Can a Placekey churn or change?

Placekeys can change on a place for many reasons. We might get a better geocode (and the where part moves) or we might merge two places together into the same Placekey. And sometimes Placekey will have bugs (we are not perfect). Once you associate a Placekey on a place, we suggest pinging the Lineage API on that Placekey every 1-2 months which will return whether or not the Placekey has changed. In the case where it has changed, you would then re-ping the Placekey API on that place to get the new Placekey (or just use the response from the Lineage API).

Can I generate a Placekey for a place without an address?

Not at this time (but coming soon!). Right now, only places with postal addresses have a unique Placekey.  

In the future, school districts, neighborhoods, and homes that do not have postal addresses will be represented by a Placekey.

How can I join the Placekey revolution?

This is the easy part. Just by using Placekey you are helping it become an industry standard. You can also help by following and promoting our social channels, including Twitter, Facebook, Linkedin, and Github (where we welcome your contributions to our open source projects). 

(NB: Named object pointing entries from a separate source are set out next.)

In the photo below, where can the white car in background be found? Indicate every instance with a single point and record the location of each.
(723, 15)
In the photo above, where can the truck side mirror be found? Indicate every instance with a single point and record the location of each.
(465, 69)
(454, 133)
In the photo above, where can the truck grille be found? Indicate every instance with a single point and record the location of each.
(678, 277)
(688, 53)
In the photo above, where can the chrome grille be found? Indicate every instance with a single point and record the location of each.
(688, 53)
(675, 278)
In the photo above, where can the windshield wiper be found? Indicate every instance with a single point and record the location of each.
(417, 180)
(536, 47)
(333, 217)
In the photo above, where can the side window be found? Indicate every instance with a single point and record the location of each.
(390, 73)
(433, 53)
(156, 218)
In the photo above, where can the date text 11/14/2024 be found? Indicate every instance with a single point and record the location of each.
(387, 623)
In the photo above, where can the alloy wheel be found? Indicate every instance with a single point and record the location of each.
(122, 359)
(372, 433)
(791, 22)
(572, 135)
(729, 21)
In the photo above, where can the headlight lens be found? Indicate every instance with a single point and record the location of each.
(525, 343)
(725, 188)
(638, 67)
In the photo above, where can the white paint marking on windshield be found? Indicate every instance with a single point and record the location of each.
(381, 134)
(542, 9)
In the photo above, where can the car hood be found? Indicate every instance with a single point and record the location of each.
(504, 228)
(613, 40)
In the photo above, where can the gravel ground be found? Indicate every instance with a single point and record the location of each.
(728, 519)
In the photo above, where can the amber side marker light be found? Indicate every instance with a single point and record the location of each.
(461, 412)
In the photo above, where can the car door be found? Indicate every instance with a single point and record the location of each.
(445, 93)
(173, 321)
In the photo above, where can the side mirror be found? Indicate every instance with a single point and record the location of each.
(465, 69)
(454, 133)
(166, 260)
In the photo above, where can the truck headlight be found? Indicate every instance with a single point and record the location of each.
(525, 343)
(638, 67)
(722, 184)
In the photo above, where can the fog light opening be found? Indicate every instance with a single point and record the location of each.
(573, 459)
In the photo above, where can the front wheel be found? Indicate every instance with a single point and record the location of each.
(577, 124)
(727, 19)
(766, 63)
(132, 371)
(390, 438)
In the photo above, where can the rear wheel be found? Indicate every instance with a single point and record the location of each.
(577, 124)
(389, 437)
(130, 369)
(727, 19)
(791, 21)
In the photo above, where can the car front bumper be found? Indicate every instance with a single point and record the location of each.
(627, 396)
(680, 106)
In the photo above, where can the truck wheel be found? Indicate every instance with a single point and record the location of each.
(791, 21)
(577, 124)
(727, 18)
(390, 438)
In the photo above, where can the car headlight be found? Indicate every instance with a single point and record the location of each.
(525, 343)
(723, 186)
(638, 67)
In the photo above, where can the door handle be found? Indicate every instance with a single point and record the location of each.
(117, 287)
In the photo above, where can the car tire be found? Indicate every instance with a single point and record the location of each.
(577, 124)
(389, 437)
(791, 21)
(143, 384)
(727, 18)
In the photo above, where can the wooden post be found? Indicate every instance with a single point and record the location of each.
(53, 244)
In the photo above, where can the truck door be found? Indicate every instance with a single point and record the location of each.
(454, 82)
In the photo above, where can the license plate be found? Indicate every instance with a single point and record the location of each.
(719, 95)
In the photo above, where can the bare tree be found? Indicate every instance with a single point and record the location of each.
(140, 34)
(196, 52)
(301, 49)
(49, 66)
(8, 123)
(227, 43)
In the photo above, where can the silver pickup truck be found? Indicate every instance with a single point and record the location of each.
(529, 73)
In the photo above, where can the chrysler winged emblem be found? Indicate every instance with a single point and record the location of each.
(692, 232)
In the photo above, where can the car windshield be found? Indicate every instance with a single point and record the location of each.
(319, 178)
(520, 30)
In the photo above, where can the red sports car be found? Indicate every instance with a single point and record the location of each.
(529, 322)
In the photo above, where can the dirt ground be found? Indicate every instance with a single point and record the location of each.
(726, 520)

If you’d like to join the growing numbers of businesses sponsoring Placekey, email partners@placekey.io or visit our partners page to get involved.

Why use a Placekey instead of a Plus Code (aka Open Location Code)?

Plus Codes are intended to help identify locations and typically represent a 14 meter x 14 meter space (roughly the size of half of a basketball court), but can work at multiple resolutions. They were not built to convey POI-related information whatsoever, nor can they distinguish between places on different floors within a building (i.e. specific apartment units) or individual, smaller POIs within a larger footprint (i.e. Starbucks coffee shop within a Target retail store). 

A Placekey can provide all of the information available in a Plus Code but then takes it a big step further by providing an extra layer of POI-related information for added precision that can unlock a wealth of unique insights when joined with multiple datasets.

Why use a Placekey instead of What3Words?

What3Words is not an open standard and, therefore, cannot be easily used or combined with other datasets to extract meaningful value in the rapidly expanding data marketplace. 

With Placekey, we have built an open and uniform industry-wide standard for identifying physical places in a truly hyper-local way—and have also created a better way to enable users to unify multiple data sources around a single Placekey to drive innovation like never before.

I see different types of Placekeys – can you explain why there are variations?

In July 2023, we expanded the number of characters in the Placekey so we will not have collisions and make the system more robust.  All new Placekeys (created after July 2023) have ten digits before the “@” sign.  But because we wanted to limit churn, the Placekeys created before July 2023 still have the old format.  Because Placekey was very big in the US (and not in many other locations), this mainly is true in the US. 

If you ping us with a location_name, you will see two types of placekeys:

  • 2xx-xxx@ (older placekeys)
  • 1xxxxxxxxx@ (newer placekeys)

If you ping us without a location_name (just an address), you will see two types of placekeys:

  • 2xx@ (older placekeys)
  • 0xxxxxxxxx@ (newer placekeys)

Because we made the change, it is confusing.